Le cursus de formation mis au point est international, même s’il tient compte des particularités de chacun des pays. Le 15 août prochain aura lieu à Notre-Dame-de-Livron la première rencontre des amis de Francisco Palau. Une première session de formation, reprenant le schéma international, est prévue dès que le groupe sera un peu plus important.
JF Laparre
LE BIENHEUREUX FRANCISCO PALAU
Le père Francisco Palau y Quer est né en 1811, en Catalogne près de Lérida. Doué pour les études, il ira à Lérida compléter sa formation. Ses interrogations à donner un sens à sa vie le conduiront vers une vocation de prêtre diocésain.

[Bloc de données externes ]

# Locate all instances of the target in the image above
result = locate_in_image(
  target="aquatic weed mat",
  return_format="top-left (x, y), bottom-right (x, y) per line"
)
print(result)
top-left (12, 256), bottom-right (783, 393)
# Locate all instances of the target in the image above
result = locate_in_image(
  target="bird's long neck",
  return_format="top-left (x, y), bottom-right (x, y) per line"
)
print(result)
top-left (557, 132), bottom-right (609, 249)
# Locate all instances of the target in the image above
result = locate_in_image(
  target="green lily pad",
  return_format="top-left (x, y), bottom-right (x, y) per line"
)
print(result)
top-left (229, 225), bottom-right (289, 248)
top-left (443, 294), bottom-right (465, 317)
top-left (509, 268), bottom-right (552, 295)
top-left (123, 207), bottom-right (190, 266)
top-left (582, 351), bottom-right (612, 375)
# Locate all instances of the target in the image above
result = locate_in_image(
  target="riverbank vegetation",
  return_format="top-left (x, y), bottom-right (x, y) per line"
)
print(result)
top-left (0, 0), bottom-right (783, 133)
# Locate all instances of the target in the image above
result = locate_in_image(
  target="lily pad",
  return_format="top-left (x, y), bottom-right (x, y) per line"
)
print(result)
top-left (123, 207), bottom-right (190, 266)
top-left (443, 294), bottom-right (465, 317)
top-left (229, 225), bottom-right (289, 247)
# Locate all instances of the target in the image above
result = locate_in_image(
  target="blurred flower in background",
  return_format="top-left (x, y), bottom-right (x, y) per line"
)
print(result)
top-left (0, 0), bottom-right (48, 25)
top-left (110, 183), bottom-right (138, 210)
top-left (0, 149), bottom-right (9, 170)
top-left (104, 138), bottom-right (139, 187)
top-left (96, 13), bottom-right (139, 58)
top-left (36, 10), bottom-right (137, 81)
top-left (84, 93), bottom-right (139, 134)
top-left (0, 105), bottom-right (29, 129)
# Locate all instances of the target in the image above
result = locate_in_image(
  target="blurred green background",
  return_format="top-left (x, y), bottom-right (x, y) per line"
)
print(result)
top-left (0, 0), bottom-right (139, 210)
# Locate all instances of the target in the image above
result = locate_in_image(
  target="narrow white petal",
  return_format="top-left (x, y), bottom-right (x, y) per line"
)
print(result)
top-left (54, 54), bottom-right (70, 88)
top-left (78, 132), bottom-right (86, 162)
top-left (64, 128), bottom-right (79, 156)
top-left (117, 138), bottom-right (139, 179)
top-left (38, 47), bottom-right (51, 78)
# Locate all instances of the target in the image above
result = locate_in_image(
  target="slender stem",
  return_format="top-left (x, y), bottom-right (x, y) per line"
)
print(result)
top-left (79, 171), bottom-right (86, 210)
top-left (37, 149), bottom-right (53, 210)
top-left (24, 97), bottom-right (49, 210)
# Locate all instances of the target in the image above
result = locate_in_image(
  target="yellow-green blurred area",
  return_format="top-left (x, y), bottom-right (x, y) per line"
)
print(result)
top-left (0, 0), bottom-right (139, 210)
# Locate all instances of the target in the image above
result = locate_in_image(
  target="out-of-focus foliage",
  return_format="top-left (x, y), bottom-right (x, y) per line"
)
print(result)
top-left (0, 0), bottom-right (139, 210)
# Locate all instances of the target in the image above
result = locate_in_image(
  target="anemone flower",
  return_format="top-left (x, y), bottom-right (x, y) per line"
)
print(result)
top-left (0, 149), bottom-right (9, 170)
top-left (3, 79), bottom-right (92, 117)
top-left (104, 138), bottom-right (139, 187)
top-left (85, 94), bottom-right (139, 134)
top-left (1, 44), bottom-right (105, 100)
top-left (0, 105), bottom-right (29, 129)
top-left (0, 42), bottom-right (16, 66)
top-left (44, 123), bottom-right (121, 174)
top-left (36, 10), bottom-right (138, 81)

Une bourse lui permet d’entamer des études ecclésiastiques. Se rendant compte que ce n’est pas sa voie, il entre en octobre 1832 au couvent des Carmes déchaussés de Barcelone. La Première Guerre carliste éclate et les tensions anticléricales montent. Le carmel est pris d’assaut. Il doit s’échapper et ce sera pour lui la fin d’une vie pensée à l’ombre du carmel. Il doit franchir les Pyrénées en 1840. Après deux années passées à Perpignan, il s’installe dans le diocèse de Montauban, à Caylus. Après deux tentatives de fondation, il retourne en Espagne en 1851. Exilé à nouveau, il vit à Ibiza et revient en 1860 sur le continent. Les douze dernières années de sa vie il voit son œuvre prendre corps avec de nombreuses fondations. Il s’éteint à Tarragone le 20 mars 1872.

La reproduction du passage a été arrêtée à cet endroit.